A basic, inexpensive plastic laundry basket is made whimsical and colorful with stripes of rope. Look for fun rope in your local hardware store. Experiment with a variety of colors and thicknesses to match your decor.
Be aware of the ingredients in detergents and softeners. Use "free and clear" products when possible to avoid skin irritation caused by an allergic reaction.
A hot water cycle is preferable for killing dust mites and pollutants.
And, in case it needs to be said, avoid line-drying clothing outdoors. Use the dryer on high-heat, or line-dry inside.
Don’t Forget to Dust, Vacuum, and Clean Surfaces
Regular vacuuming and dusting will keep indoor allergies at bay. Vacuums marketed towards pet owners are also good for allergy sufferers, as they have high-quality systems and filters that prevent the distribution of fur, dust and bacteria.
When cleaning surfaces of the home, you can reduce allergy and asthma symptoms by opting for natural products; many natural cleansers are made of combinations of vinegar, water, lemon, and baking soda.

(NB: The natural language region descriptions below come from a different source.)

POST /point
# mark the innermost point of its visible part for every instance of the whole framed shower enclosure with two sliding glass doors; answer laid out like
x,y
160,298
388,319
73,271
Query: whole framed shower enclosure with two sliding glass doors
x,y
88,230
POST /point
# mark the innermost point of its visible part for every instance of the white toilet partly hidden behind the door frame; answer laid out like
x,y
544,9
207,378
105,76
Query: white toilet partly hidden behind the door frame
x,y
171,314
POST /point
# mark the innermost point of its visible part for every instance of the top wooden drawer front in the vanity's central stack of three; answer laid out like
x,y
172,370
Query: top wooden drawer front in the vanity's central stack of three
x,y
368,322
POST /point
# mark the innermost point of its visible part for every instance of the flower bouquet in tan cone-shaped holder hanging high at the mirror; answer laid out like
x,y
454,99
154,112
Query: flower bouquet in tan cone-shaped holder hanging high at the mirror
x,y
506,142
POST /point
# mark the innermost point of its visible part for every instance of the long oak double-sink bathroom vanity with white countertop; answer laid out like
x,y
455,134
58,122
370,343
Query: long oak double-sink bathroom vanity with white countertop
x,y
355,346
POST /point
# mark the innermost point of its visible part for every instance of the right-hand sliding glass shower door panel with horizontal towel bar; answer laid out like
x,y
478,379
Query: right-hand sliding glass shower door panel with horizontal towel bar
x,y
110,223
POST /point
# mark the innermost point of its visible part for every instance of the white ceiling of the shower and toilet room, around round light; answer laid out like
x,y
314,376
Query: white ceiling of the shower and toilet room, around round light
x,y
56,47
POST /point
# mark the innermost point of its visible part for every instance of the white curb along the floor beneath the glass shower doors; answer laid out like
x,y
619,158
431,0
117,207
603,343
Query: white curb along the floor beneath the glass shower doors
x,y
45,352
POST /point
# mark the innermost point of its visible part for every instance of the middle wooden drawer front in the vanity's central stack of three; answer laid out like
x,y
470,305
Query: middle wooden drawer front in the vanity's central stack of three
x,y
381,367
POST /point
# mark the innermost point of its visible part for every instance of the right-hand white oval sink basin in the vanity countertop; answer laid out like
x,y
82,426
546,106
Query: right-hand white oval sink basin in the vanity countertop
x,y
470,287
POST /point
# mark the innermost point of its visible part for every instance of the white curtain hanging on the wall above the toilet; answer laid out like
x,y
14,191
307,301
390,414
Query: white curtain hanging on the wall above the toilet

To get you started, you can see how we made carpet cleaner, general surface cleaner (great for hard surface toys), and window and glass cleaner.

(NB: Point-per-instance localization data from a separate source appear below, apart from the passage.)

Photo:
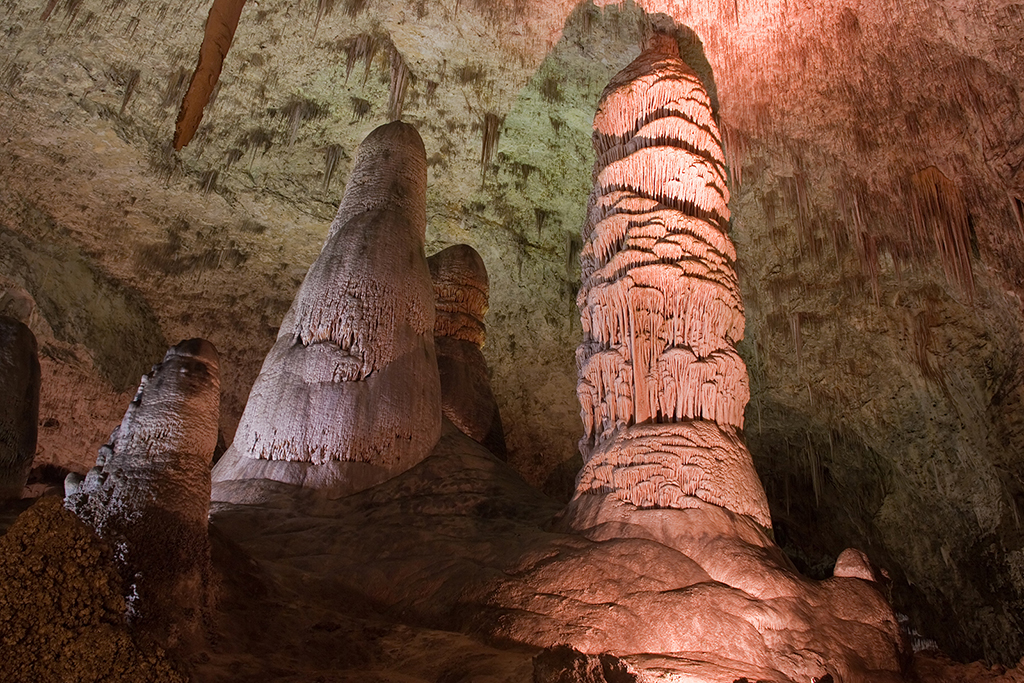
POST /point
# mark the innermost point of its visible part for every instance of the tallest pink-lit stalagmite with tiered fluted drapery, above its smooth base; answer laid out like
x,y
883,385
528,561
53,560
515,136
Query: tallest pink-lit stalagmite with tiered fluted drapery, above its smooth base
x,y
662,390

Don’t overlook the dust on fan blades–it’s easy to forget about them until you turn the fan on for the first time at the beginning of the season and deposit dust across your entire room. My favorite tip for cleaning fans is to use a pillow case, which can slide completely over the blade and simultaneously catch any falling dust as you wipe it clean. Just be sure you use an old pillow case that you’re no longer using on the bed.
Install a Home Air Filtration System
Jay Ayers, Indoor Air Quality Product Manager at Trane Heating and Cooling reminds allergy sufferers to avoid openings windows and doors to bring in fresh air when the weather turns warm. To maintain a clean, reduced-allergy environment it’s important to keep indoor air cleaner than the outdoor air. Trane’s air filtration systems “remove up to 99.98% of airborne particles” and that includes natural indoor allergens as well, such as bacteria and pet hair.
For homes with forced air HVAC systems, homeowners should also make it a point to change the filters routinely, especially during allergy season.
Changing Air Filter
It’s important to schedule a maintenance checkup for your HVAC system every spring and fall, but in the meantime, filters need to be checked once a month. When they’re dirty, change them; dirty filters shorten the lifespan of your system. Fortunately, it’s easy to do. First, check your owner’s manual for the right part number in order to buy a new filter. Then turn off your HVAC system while you work, remove the old filter and slide the new one in place.
Shower at Night
A good tip for anyone with or without allergies: Avoid bringing allergens into the bedroom by showering or rinsing off prior to going to bed. You’ll also find that it helps to shower immediately after coming indoors. Being clean will help you (and any sufferers that you live with) rest easier.